When it comes to effectively addressing and improving future food choices, this saying has equal applicability.

While watching the recent episode of Four Corners on the ABC on whether Australia should have a sugar tax, I found myself siding with the comments of a Queensland sugar cane farmer. When asked about his thoughts on the issue his reply was "I just am opposed to taxes upon taxes upon taxes. I just don't think it's the right way to get the message across. It's a cultural thing. We need to change the culture of people's eating habits, and education is the best way to do that".

The real problem he said, is not the fact he produces sugar, it's the cultural shift that has occurred in our eating habits.  
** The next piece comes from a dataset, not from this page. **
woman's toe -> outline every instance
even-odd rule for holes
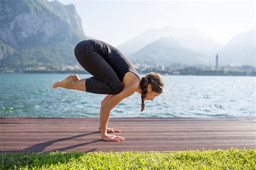
[[[74,78],[74,80],[75,81],[77,81],[77,80],[79,80],[80,79],[79,77],[78,77],[78,75],[77,74],[75,74],[74,75],[73,75],[73,77]]]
And herein lies the real challenge.  The population's intake of sugar and sugary drinks is already on the decline.  People know too much sugar is bad for them. So while a tax may, or may not, accelerate the current decline it could be seen as a distraction to the real problem - and that is, that our food culture is the issue that needs attention.   
 
Eating on the run, not stopping to appreciate food, over-consuming, eating alone and buying more than we need, are elements of our food culture that sit at the heart of the problem. It's bigger than micro-managing sugar -  what we really need to influence is our cultural appreciation of food and to work on elevating it's valuable role as a contributor to good physical and environmental health and as a facilitator of positive social connections.  

Major inroads into improving dietary intakes will be challenging unless efforts are made to address these issues.  Using the 'carrot' rather than the 'stick', promoting and embracing enjoyment of food and re-connecting with the source of our food, will likely lead us toward a better future for food, and one that supports genuinely good health.

Some considerations around how this can be done by those in the business of food:

  1. Create a culture within your own work place where food is elevated, valued and appreciated. Prioritise time to sit and eat lunch together or to celebrate achievements over a meal.

  2. Cultivate a love of food among the target markets you work with - incorporate marketing and communication activities that support growing, cooking and experimenting with food.

  3. Re-consider constant price promotions - aim to say more about your products than 'on special' this week. Provide more information about the production, distribution and origins of food.

  4. Highlight those who are involved in growing and producing food -  put them forward as expert voices and cultivate an appreciation for the resources and expertise that goes into food production

  5. Research and highlight the cultural connections that your food, or its ingredients, has with its origins.  Consider sharing stories that highlight its role in traditional eating patterns or stories around how it is sourced.

Focusing on how and why we eat, and not simply on what we eat, provides a great opportunity for food marketers to embrace a direction that supports consumers to eat well, to raise their consciousness around their choices and to start cultivating the idea that 'enough' is abundance.  This facilitates a positive food culture that will naturally include sugar in moderation, without a slap on the wrist for buying it.